My financial backers insisted I write a bio to display with the books and this is what they got:

WARNING!          BOOK AUTHOR               WARNING!           

Born in a one-car garage he helped his father build in the shadow of Mt. Hood, automotive author Scotty Gosson was reportedly killed by a bear at Madras Drag Strip in 1966. Recently revealed records indicate Gosson was actually enrolled in an early experimental version of the witness protection program by the Oregon Department of Motor Vehicles in 1964. He studied passenger vehicle chassis dynamics at an undisclosed location until entering a work release program at a rural Jackson County wrecking yard in 1974.

Upon being ‘outed’ by an Oregonian newspaper expose on underground writer/fabricators in 1997, Gosson went mainstream, authoring feature articles in Hot Rod, Hot Rod Deluxe, Car Craft, Rod & Custom, Drag Racing USA, Goodguys Gazette and other periodicals.

Now living in Medford, Oregon, Scotty Gosson works as an author for CarTech Inc. His current effort, ‘America’s Coolest Station Wagons’, has been lauded as “Okay” by the New York Times Book Review and Time magazine trumpeted, “It could be worse”. Vogue gushed, “Doesn’t suck too bad”, while the San Francisco Chronicle refused to accept their copy of the book. In the midst of his 54th year of zero consecutive Pulitzer Prize nominations (“Next year, for sure!”), Gosson’s next CarTech compilation, ‘Rat Rods (Rodding’s Imperfect Stepchildren)’ is due for a fall 2011 release.



This set the tone for my entry into corporate prostitution at an event I loathed, the Medford Cruise. Having grown up on Medford's streets in the 60s, it's torturous for me to hear this event promoted every year as a depiction of "Cruising, just like it was back in the day!" You bet. This "cruise" (like too many others across the country) is merely a parade on a couple miles of blocked off city streets at 5 MPH for the townfolk lining the sidewalks, hoping for more entertainment than that night's TV re-runs. Any of the behavior I'd once engaged in on those streets would get me instantly arrested (just like back in the day!) and scapegoated for "ruining it for all the 'real' car people". Gack!

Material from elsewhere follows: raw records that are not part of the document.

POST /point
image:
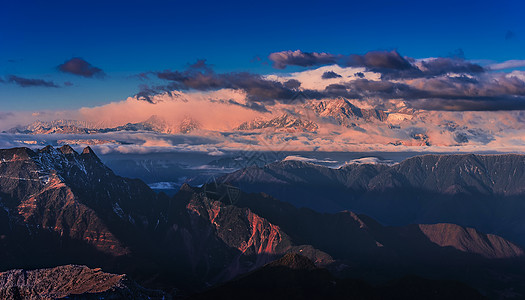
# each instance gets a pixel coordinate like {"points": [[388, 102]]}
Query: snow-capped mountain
{"points": [[345, 113], [285, 122]]}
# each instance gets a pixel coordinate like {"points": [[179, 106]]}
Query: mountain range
{"points": [[60, 207]]}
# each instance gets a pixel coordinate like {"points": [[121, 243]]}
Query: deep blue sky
{"points": [[124, 38]]}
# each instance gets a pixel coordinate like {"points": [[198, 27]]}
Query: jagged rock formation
{"points": [[73, 282], [284, 122], [188, 125], [345, 113], [56, 126], [61, 207]]}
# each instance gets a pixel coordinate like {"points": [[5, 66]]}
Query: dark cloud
{"points": [[389, 63], [444, 83], [299, 58], [5, 115], [30, 82], [444, 65], [379, 60], [292, 84], [330, 75], [80, 67], [256, 87]]}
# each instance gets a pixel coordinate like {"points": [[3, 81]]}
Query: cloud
{"points": [[509, 64], [80, 67], [30, 82], [390, 64], [299, 58], [330, 75], [379, 60], [5, 115], [256, 87]]}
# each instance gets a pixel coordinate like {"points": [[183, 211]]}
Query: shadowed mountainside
{"points": [[73, 282], [61, 207], [481, 191], [296, 277]]}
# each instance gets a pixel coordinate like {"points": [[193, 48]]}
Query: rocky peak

But this was also my official coming out party as a bona fide author. I went with that and had a good time with the foster kid people and the curious who dropped by to see the book (including several encouraging friends). It was a pretty warm and fuzzy outing for this corporate whore.

                                                                     Photo by Shellski

I have more book events ahead this summer and this was a relaxed way to ease into my new role. Just for the record, I fried rubber all the way home after the final day of the show, then ran up the stairs to my office, where I clacked the keys for hours, in a desperate attempt to prove some integrity to myself, before falling asleep in a sweaty puddle of exhaustion.

Chances are, I'll eventually grow to accept promotion as necesarry to being self-supporting by my own contributions. That's one of my writing goals. Meanwhile, I'm the twitchy self concious guy, 'acting out' with smartass remarks delivered with a childish passive agressiveness. For everyone's sake, I hope to grow out of this phase soon.